How to find overlapping records and select the latest record?

I am trying to get on record from a list of overlapping records in Presto(Trillo) DB. There are columns like loc_id, prod_id, line_id, start_dt, end_dt, update_dt.

The records are like this

( source records)

loc_id	prod_id	line_id	qty	start_dt	end_dt	upd_dt
200	10	1	500	30-1-2025:9:00	30-1-2025:15:00	30-1-2025:15:05
200	10	1	600	30-1-2025:11:00	30-1-2025:16:00	30-1-2025:16:05
200	10	1	550	30-1-2025:12:00	30-1-2025:18:00	30-1-2025:18:05
200	10	1	350	30-1-2025:18:00	30-1-2025:22:00	30-1-2025:22:05

There is no specific key column. In the above data, the first 3 records overlap based on start and end date timestamp. But the start date of 4th record is the end date of 3rd record.

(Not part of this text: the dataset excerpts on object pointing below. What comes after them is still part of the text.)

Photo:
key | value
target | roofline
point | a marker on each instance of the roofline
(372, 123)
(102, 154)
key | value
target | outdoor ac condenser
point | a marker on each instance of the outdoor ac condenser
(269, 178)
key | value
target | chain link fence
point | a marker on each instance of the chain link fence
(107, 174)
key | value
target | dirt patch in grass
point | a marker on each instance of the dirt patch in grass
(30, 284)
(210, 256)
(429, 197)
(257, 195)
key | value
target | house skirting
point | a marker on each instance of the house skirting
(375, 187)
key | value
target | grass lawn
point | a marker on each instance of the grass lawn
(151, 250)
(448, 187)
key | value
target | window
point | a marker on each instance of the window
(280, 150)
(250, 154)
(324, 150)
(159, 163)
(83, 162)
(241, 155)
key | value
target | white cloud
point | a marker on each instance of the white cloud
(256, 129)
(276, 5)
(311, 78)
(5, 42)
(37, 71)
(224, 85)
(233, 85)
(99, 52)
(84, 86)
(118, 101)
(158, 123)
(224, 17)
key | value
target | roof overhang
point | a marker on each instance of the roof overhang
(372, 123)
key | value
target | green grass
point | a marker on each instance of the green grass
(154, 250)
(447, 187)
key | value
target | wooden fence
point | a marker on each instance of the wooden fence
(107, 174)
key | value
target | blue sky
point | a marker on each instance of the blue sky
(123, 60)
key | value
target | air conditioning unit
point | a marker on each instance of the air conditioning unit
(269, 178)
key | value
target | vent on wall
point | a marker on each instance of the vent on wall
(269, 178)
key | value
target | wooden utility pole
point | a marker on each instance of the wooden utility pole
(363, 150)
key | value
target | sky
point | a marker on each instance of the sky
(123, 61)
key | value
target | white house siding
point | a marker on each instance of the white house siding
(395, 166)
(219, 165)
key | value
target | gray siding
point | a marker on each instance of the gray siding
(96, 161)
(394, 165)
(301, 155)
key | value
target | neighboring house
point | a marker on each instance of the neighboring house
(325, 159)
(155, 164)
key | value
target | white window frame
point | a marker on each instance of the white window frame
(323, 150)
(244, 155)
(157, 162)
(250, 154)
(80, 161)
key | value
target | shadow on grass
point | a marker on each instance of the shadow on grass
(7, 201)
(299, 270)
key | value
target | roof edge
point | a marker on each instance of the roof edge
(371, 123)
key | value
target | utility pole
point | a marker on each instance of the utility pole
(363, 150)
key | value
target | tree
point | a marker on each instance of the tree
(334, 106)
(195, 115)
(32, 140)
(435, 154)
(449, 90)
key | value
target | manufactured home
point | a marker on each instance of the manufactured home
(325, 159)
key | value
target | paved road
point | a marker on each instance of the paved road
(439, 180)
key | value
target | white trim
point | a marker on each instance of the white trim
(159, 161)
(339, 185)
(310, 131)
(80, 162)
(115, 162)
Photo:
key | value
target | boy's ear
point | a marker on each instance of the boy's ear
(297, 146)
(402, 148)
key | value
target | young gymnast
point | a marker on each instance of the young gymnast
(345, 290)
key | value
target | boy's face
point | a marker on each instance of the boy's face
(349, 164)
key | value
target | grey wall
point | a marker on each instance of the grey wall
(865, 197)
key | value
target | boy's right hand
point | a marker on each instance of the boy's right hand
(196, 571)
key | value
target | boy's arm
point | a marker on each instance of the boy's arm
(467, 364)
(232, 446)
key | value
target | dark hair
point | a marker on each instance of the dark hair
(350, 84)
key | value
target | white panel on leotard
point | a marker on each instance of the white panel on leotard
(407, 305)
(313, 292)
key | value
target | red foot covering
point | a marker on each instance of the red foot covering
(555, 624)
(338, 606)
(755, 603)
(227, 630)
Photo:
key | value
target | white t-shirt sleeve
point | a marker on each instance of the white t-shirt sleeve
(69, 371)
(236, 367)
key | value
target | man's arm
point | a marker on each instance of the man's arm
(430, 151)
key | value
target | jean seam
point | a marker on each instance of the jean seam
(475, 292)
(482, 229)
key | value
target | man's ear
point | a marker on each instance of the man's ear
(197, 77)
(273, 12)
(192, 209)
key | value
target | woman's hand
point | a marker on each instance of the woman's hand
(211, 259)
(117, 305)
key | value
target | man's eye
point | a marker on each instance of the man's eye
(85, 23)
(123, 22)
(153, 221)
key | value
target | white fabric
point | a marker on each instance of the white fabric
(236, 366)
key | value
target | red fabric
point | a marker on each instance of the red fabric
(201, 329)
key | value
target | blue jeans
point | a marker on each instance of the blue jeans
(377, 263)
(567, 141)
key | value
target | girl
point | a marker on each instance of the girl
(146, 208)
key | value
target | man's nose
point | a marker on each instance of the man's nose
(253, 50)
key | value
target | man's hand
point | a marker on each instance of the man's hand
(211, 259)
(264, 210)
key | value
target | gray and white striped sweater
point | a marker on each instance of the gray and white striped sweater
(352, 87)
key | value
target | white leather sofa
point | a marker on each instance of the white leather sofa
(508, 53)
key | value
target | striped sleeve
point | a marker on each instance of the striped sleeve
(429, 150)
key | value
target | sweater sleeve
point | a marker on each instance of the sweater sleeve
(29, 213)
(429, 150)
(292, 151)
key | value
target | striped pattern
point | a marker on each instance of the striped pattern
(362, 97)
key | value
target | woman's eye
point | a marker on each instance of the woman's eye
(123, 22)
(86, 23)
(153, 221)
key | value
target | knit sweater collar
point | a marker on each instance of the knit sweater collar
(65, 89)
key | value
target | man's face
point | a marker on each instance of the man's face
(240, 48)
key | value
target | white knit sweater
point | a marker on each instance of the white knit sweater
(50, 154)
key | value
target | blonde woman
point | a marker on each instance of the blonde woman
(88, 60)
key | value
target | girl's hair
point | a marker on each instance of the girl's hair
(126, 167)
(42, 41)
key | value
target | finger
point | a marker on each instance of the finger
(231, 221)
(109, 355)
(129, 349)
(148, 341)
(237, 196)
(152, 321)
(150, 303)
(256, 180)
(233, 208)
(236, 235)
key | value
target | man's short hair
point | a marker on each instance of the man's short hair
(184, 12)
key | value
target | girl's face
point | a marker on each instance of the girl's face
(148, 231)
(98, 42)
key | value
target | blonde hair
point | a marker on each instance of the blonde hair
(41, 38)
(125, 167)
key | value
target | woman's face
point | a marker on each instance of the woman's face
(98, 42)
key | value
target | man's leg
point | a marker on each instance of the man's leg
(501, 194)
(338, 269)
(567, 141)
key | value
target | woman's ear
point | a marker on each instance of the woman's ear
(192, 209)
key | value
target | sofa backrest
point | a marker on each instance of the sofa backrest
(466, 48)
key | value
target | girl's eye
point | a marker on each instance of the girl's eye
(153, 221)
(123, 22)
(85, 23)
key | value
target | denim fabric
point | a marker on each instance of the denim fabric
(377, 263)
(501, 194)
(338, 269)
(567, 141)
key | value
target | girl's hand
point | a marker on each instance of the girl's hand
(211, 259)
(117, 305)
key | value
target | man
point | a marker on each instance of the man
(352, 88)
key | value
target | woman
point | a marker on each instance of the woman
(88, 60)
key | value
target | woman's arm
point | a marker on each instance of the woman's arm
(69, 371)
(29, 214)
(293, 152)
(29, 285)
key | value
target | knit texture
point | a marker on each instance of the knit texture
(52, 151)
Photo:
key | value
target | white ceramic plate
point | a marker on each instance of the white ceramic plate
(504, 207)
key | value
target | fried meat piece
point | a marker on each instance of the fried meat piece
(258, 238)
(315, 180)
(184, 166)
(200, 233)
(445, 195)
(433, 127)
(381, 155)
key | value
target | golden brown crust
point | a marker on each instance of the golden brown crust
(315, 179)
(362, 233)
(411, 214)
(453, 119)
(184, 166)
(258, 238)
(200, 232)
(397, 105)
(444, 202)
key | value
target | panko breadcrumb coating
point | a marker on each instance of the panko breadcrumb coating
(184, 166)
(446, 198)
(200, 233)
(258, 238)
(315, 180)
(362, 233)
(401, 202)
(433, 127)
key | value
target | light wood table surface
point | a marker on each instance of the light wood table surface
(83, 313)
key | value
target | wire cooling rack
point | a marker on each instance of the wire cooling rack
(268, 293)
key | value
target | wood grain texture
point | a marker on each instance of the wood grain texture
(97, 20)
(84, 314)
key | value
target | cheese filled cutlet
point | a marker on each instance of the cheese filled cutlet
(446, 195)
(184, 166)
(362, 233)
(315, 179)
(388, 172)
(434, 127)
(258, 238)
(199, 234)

As an output I want to select only the latest record from the first 3 records and the 4th record.
So select the latest record from the overlapping records.
If the records are not overlapping , select that records.

Expected output

loc_id	prod_id	line_id	qty	start_dt	end_dt	upd_dt
200	10	1	550	30-1-2025:12:00	30-1-2025:18:00	30-1-2025:18:05
200	10	1	350	30-1-2025:18:00	30-1-2025:22:00	30-1-2025:22:05


select 
loc_id
prod_id, 
line_id, 
start_dt,
end_dt, 
qty, 
upd_dt
from
(select *, 
rank() over (partition by a.loc_id , 
                          a.prod_id, 
                          a.line_id 
                          order by  cast(upd_dt as timestamp )desc) as rnk
from 
tbl a
) tt
--where tt.rnk = 1
order by tt.rnk

I tried using a rank function but it is difficult to rank it with time stamp. The overlapping records are an issue.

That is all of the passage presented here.